It doesn't matter how many or few they are, or whether other scientific means might or might not exonerate others today. There is no excuse for killing the possibly innocent, in cold blood, no matter how many genuine monsters simultaneously meet a seemingly deserved fate. "Thou shalt not kill" cuts both ways, as James, Gilbert and Pickett admirably argue and prove.
BOX SET PICK OF THE WEEK
Gary Cooper Warner Archive Bundle (A-)
U.S.; various directors, 1933-50, Warner Archive
Gary Cooper -- the "Yup"-saying cowpoke of The Virginian, the pacifist World War I hero/killer of Sergeant York and the beleaguered lawman facing an implacable deadline in High Noon -- was a stunningly handsome, quiet, beguilingly modest-acting actor who virtually defines Hollywood super-stardom in the big-studio Golden Age.

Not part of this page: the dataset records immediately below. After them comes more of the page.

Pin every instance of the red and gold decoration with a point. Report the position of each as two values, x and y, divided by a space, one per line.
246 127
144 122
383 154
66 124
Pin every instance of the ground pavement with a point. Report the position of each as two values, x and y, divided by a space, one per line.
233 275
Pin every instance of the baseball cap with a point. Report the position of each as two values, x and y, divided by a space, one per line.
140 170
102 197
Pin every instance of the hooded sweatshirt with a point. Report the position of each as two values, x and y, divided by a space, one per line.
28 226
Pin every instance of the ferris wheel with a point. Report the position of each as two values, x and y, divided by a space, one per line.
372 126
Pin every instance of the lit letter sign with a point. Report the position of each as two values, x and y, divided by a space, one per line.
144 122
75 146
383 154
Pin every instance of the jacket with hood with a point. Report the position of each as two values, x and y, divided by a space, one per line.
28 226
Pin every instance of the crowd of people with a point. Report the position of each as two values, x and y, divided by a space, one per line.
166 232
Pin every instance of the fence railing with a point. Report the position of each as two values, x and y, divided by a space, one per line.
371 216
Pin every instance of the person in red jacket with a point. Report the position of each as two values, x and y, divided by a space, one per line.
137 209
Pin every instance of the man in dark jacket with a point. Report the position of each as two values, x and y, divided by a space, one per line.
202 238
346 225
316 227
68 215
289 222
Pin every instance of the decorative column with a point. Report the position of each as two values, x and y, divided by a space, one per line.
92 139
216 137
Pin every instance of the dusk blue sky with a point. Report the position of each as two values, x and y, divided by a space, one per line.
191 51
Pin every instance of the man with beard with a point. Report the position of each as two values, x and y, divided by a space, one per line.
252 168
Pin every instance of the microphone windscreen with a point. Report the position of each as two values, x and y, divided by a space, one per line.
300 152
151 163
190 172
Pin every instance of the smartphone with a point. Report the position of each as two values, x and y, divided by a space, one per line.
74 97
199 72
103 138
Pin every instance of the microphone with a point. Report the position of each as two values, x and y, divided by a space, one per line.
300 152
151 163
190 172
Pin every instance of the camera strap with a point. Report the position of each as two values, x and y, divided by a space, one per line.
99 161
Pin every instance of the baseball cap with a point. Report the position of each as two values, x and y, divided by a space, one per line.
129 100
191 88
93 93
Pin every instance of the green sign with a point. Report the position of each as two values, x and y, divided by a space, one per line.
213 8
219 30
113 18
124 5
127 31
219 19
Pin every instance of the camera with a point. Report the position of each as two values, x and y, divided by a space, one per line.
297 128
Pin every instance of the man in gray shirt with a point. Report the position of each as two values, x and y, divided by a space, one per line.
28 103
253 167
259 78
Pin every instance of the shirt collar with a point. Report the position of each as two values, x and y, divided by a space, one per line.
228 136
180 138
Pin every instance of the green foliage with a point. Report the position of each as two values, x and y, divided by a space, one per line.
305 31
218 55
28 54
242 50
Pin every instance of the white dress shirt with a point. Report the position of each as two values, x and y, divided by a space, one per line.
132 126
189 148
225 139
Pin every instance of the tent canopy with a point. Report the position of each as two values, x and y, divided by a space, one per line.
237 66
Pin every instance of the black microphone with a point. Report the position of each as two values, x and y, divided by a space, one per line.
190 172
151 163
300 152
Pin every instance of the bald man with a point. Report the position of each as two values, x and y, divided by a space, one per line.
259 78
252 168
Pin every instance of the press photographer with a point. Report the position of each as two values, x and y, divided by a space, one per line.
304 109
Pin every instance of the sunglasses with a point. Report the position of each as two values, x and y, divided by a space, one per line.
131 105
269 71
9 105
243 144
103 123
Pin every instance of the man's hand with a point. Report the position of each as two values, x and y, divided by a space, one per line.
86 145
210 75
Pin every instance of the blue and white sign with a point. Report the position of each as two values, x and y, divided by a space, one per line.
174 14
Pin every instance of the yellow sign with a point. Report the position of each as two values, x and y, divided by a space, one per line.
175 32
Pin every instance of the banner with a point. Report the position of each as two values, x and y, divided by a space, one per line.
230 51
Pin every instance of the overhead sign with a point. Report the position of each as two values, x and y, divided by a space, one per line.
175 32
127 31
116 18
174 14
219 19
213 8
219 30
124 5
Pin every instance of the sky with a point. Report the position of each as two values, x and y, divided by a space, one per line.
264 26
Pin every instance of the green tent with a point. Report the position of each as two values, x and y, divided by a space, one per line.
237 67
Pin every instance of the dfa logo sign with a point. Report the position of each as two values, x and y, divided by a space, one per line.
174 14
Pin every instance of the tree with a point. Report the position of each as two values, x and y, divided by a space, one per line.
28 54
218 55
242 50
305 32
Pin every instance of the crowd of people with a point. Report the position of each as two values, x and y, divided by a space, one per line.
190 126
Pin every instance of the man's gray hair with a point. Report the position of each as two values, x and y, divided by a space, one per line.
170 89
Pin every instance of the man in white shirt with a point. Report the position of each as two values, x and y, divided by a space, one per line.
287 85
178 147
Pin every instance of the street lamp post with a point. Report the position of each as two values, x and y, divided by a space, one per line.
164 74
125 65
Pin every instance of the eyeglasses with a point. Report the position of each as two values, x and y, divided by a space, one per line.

The kind of actor born for the movies, he was a believable hero, a dream factory legend and a subtle under-actor who knew expertly just how to play to the camera. Here, Warner Archive offers, as a "bundle," without an actual box, six of Cooper's lesser seen, neglected but often fascinating vehicles, including three made in the early '30s, and three released in the postwar period. The directors include Howard Hawks, Michael Curtiz and that largely ignored master of the "Method," Richard Boleslawski.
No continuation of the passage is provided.